An inkjet printing apparatus forms an image by fixing small ink droplets serving as a coloring material onto the surface of a printing medium. Recently, printing is done on a printing medium by using not only four conventional color inks including cyan (C), magenta (M), and yellow (Y) color inks and black (Bk) ink, but also low-density inks of similar colors (e.g., light magenta and light cyan), and orange, blue, green, and skin color inks.
The volume of one ink droplet used in the inkjet printing apparatus decreases to 1.0 pl (picoliter) in order to meet recent demands for higher image quality.
An ink droplet 1.0 pl in volume is regarded as mist, and it becomes difficult to control ink droplets in such a small volume one by one.
From the viewpoint of high printing quality, it is desired to attach droplets of, e.g., 1.0 pl or less onto desired positions on a printing medium at a precision of micron order. However, it is difficult to obtain the desired precision under the influence of a peripheral air flow. Immediately after discharging ink, fine ink droplets called “satellites” which are produced when originally one ink droplet is broken into a plurality of ink droplets may attach to unintended positions or float in space.
For this reason, it is difficult to accurately attach all droplets to desired printing positions.
If the above-mentioned satellites or ink droplets bounded back from the surface of a printing medium float in the air to accumulate fine ink droplets, such fine ink droplets contaminate the interior of the printing apparatus and/or degrade the movable characteristic of the movable portion of the printing apparatus. In addition, the fine ink droplets cause various sensors to malfunction. Further, aggregated floating mist during printing attaches to the upper and lower surfaces of a printing medium, or mist left in the apparatus attaches to the upper and lower surfaces of the next printing medium subjected to printing, thereby contaminating the printing medium.
In order to solve this problem, there has conventionally been proposed a method of charging ink droplets and controlling them in an inkjet printing apparatus.
For example, in Japanese Patent Publication Laid-Open No. 5-008392, the electric field is controlled to be applied between a printhead and a printing medium and to be stopped during ink discharge. This control prevents positive or negative charging of ink droplets by the electric field and a failure of ink charged to either polarity in attaching to a printing medium.
Japanese Patent Publication Laid-Open No. 5-104724 proposes a method of injecting charges into ink in the printhead and attracting ink toward a printing medium.
Japanese Patent Publication Laid-Open No. 5-124187 proposes a method of controlling the electric field and discriminately controlling main droplets and subsequent satellite droplets.
Japanese Patent Publication Laid-Open No. 2002-211005 proposes a method of positively or negatively charging each of plural types of inks and capturing mist by an electrode.
Japanese Patent Publication Laid-Open No. 2003-014773 proposes a method of charging ink by an ionizer and collecting ink droplets.
The techniques disclosed in these prior arts have the following problems.

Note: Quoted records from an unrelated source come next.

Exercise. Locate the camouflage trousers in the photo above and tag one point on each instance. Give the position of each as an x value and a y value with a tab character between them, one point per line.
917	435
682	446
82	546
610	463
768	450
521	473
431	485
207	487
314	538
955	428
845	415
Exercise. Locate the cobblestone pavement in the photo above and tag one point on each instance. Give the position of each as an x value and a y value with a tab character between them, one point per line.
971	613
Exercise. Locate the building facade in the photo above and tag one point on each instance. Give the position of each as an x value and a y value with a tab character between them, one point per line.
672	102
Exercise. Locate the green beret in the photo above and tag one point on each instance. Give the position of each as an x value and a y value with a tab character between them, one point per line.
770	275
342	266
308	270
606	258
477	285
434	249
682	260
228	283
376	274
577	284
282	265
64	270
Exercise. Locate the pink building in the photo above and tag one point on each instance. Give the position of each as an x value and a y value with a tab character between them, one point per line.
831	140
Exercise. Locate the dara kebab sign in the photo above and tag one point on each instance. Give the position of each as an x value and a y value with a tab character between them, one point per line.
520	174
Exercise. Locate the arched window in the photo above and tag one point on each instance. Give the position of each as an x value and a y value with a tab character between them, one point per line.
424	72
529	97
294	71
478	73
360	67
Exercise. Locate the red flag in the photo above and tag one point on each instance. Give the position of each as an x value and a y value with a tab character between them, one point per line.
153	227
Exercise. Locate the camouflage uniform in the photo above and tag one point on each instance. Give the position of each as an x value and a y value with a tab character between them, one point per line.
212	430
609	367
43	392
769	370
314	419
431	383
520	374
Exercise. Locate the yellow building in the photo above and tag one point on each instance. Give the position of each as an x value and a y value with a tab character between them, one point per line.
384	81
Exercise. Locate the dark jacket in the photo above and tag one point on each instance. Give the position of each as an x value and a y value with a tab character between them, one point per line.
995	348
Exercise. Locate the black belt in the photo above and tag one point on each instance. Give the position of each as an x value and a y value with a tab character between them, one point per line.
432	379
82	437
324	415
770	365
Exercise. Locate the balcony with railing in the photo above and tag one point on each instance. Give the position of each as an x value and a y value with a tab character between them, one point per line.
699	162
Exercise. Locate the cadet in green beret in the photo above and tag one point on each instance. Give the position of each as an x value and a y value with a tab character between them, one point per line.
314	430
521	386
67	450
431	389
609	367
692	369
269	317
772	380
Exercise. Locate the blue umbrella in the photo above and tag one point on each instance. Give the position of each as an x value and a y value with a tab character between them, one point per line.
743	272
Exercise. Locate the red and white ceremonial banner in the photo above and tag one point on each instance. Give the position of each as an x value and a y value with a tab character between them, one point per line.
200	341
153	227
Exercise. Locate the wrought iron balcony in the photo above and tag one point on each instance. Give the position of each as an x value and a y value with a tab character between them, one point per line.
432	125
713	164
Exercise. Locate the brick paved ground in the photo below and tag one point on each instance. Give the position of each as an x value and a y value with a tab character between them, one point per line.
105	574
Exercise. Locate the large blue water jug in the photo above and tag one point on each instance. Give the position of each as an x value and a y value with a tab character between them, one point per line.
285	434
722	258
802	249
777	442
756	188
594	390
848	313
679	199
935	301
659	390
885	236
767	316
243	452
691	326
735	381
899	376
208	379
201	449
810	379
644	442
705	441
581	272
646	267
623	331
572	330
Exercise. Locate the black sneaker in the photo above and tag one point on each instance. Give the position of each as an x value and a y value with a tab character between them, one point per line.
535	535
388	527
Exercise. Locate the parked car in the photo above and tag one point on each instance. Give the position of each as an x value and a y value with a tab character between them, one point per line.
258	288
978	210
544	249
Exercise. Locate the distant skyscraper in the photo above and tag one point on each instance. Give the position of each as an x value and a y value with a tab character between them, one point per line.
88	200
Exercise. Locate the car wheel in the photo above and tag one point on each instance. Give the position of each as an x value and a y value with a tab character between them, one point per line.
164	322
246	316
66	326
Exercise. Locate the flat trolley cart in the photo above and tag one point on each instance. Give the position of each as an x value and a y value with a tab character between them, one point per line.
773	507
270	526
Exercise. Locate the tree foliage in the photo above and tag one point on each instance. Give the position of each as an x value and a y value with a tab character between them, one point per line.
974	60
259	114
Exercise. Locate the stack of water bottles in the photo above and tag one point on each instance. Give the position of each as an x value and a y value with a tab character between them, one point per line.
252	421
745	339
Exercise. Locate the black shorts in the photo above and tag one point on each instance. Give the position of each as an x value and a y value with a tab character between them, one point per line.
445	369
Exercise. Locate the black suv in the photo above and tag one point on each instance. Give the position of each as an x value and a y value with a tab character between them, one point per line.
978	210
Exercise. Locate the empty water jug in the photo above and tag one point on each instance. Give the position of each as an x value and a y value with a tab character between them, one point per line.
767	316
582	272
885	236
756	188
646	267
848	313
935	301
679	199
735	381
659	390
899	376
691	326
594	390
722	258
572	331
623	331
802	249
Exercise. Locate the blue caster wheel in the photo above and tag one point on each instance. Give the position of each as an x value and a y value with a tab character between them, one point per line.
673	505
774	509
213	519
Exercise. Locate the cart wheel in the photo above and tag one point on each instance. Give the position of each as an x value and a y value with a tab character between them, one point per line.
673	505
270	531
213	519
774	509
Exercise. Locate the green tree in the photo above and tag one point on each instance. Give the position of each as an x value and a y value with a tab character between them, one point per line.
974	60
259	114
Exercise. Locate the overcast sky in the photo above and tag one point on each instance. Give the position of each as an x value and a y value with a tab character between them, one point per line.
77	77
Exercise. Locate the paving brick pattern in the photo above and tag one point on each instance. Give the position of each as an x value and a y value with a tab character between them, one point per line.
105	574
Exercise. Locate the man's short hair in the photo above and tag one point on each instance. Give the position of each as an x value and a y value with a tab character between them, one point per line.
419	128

In order to implement high-speed printing, control of the electric field according to Japanese Patent Publication Laid-Open No. 5-008392 must be performed at a very high frequency. It is practically difficult to perform such control, or high-speed printing is limited. Electromagnetic waves are generated by high-frequency control of the electric field and act as a noise source, degrading the reliability and safety of the printing apparatus.
In the method according to Japanese Patent Publication Laid-Open No. 5-104724, polarization occurs because, when a fine droplet is discharged from the printhead, it elongates in the discharge direction and is broken into a plurality of droplets. Upon polarization, a fine droplet is charged positively or negatively. A fine droplet may be attracted to a printing medium or repulsed by the printing medium. It is difficult to control a fine droplet.
In the method according to Japanese Patent Publication Laid-Open No. 5-124187, polarization as described above occurs, and separation of satellite droplets slightly changes one by one. It is, therefore, difficult to accurately control a satellite droplet.
In the method according to Japanese Patent Publication Laid-Open No. 2002-211005, the structure of the printing apparatus becomes complicated because a charging mechanism for each type of ink must be arranged.
The method according to Japanese Patent Publication Laid-Open No. 2003-014773 does not intend to force ink droplets to move toward a printing medium, and poses a problem in achieving high-quality printing.